Еще раз зорко оглядев боярина, сиделец выложил перед ним небольшой темно-красного камня крестик, оправленный в золото. Окинфий недоверчиво подержал крестик в ладони, перевернул. Вгляделся. Крупного чекана оправа с толстою перевитью (сперва показалась даже грубой) обличала, однако, руку опытного и зрелого мастера. Тончайший узор по краю, сотканный словно из паутины, чего Окинф и не заметил вначале, дал ему понять, что мастер был далеко не прост.
– Тех еще мастеров! – ответил сиделец на немой вопрос Окинфия. – До разоренья до етово делано, до етих! – Он кивнул головой куда-то вбок, что на всем понятном языке намеков означало: терем ордынского баскака на княжом дворе. – Киевска альбо рязанска.
– Теперича в Рязани энтого не найти! – молвил Окинфий.
– Куда! – Сиделец даже рукой махнул. – Ты бывал ли в Рязани ноне?! – И опять безнадежно махнул рукой.

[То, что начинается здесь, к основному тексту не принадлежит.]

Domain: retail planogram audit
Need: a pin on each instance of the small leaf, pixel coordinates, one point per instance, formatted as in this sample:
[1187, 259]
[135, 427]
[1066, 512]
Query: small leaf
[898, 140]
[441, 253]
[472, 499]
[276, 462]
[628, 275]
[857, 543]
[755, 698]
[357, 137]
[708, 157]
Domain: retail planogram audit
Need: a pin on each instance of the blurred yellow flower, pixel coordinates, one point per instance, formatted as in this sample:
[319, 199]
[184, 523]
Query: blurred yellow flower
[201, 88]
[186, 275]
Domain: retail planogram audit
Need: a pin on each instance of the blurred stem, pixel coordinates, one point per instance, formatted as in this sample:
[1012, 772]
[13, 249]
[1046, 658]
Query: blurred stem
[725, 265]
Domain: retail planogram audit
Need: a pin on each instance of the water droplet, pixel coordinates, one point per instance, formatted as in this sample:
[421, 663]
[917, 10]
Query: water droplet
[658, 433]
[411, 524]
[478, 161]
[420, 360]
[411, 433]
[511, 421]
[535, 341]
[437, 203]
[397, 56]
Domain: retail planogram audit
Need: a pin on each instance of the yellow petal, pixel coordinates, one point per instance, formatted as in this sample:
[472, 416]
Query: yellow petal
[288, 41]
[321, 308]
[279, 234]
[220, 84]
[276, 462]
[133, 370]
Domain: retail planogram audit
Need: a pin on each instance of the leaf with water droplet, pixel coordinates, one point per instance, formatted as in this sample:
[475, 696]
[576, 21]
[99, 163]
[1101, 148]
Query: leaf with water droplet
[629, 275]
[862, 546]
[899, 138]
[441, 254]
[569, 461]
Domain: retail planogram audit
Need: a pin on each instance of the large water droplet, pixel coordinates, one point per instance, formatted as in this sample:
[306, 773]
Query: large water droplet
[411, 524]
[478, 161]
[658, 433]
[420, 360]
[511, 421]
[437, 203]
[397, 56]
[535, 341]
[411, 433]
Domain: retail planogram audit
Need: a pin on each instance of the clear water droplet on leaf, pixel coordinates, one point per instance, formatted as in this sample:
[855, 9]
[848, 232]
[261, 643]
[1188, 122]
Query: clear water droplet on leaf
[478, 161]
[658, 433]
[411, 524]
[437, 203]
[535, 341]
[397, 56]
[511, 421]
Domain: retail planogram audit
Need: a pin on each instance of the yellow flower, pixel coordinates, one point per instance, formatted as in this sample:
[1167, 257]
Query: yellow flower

– Во Владимире и то извелись мастеры! – прибавил он погодя, пожевав губами. – И в Ростове, и в Суздале… Всюду извелись. Есь ли еще в Новгороде Великом?! Я старой человек, а ты молод еще, боярин, дак не поверишь, иногды стыдно торговать, пра-слово! Тридцать годов всего и прошло-то, которы и старики живы еще, не уведены в полон, а не работают больше-то! Серебра, бают, того нет, ни золота чистого, ни камней, да и боятся! Чуть что – к баскаку: где взял? Товар отымут и самого уведут…
– Ну, сколь просишь? – прервал его Окинфий.
Старик закряхтел, забрал крестик, подержал его задумчиво, сжал ладонь и, жестко глядя в глаза Окинфию, назвал цену. Начали торговаться…
Уже засовывая крестик за пазуху, Окинфий все думал: не много ли стянул с него купец? Но отец, лишь глянув, одобрил куплю, прибавив:
– Старая работа!
– Старая, – подтвердил Окинфий.
– Видать. Тута, почитай, мастеры были лучше, чем в Нове Городи! Поуводили всех… Кого азиятцам попродали, кого в Сибирь, в степи, к кагану, да в ентот, в Китай…
Последние домишки Переяславля остались позади. Холопы отстали. Отец с сыном ехали горой, и озеро, большое, готовое тронуться, широко простерлось перед ними.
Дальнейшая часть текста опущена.